8:15 Prayer and wrap-up. Usually Oracle leads the prayer, wowing all of us with her grandiose Georgia-southern drawl and her complicated and esoteric but powerful grammatical constructions. However, on rehearsal night #1 of our Methodism, J. Arbuckle insisted that we create a circle with our bodies, hold hands, and enact a kind of open-mic prayer, to be concluded with the joint singing of a verse of Amazing Grace.
I. Am. Not. Kidding.  
It was at this point that Voltron and I were both living on the verge of bursting into explosive laughter and ruining our characters entirely. As we gripped one another’s hands tightly, squeezing at every moment of hilarity, one of the bass posse members prayed, “And Lord, watch over my granddaughter, who was hit in the head with a twirlin’ flag as her marchin’ band was presenting a musical piece to the football crowds.” My body ached with the need to expel the humor from my breast as this solemn pronouncement was followed up by the warbly strains of “I-I wuuuuuuuuunce wuuuz laaaaaawst! But nooooooooooww, Ahhhhhhh’m found.”

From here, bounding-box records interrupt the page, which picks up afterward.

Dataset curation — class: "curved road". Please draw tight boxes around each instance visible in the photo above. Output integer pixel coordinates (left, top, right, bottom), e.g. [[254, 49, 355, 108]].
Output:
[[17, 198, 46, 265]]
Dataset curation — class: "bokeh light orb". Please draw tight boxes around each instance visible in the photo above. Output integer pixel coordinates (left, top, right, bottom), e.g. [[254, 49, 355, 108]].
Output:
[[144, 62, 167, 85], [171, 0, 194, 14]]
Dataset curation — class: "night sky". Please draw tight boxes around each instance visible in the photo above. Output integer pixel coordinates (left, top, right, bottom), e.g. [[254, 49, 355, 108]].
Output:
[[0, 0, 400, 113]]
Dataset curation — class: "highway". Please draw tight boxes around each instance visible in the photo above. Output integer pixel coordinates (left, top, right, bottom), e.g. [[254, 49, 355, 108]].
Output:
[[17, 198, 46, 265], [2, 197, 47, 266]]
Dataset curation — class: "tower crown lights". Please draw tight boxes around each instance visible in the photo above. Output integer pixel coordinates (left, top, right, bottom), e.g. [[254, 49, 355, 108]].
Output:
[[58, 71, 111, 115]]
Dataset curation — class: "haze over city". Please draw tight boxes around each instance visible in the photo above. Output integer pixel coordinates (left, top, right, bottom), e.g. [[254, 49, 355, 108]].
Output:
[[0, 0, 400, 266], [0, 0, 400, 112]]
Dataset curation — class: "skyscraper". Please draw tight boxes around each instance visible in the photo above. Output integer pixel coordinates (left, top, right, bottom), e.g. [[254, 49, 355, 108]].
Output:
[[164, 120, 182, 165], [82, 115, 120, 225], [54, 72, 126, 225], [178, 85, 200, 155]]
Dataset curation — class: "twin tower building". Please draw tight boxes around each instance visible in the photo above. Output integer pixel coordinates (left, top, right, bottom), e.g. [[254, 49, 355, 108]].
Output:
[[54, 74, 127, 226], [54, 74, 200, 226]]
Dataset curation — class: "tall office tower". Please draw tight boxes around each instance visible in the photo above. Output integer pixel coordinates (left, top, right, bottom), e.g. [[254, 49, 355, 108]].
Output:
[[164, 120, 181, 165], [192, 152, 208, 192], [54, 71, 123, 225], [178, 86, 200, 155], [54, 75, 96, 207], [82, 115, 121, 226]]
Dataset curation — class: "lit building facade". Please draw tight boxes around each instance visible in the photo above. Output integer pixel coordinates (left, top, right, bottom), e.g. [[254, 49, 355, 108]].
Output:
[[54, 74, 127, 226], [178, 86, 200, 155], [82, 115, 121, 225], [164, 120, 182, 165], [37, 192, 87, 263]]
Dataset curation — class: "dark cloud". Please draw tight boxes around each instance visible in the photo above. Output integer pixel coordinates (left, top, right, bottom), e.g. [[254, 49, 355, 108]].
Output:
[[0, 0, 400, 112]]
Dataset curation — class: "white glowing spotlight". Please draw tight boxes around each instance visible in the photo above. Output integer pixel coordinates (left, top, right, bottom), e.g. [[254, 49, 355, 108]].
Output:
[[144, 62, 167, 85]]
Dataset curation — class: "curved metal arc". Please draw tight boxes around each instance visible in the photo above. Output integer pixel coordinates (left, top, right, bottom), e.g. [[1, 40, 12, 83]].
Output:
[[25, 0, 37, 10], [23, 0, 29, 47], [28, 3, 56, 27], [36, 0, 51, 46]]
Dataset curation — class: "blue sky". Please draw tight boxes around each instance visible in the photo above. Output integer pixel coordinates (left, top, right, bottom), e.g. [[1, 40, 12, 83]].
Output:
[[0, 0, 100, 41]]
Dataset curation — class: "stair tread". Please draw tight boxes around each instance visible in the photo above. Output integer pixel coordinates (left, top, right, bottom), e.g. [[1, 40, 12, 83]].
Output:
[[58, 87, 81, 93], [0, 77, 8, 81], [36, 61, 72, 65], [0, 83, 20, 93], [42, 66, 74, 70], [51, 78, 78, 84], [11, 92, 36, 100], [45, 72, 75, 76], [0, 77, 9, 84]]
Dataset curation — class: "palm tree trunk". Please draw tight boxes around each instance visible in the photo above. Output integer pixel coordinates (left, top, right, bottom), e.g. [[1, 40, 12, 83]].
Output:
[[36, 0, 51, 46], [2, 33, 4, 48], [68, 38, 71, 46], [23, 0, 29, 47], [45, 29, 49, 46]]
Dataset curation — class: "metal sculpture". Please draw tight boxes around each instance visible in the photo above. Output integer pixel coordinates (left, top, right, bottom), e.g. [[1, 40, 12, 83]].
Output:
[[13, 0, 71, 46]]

 8:15-8:20 Return our music to our little designated cubby holes and listen to the ever-resounding pronouncements of “We love you, Nelson and Voltron!” or, as they like to call me, “Voltron’s better half,” as if I were the half of him that contained the vital organs such as the lungs, heart, and liver while he carries useless things such as the appendix, cuticles, the belly button, and an extraneous toe. We grope about in the hallway-maze, find the stairs, hop in our car, let out a good chuckle and a well-placed expletive as if to cleanse the palette then head home only to return on Sunday.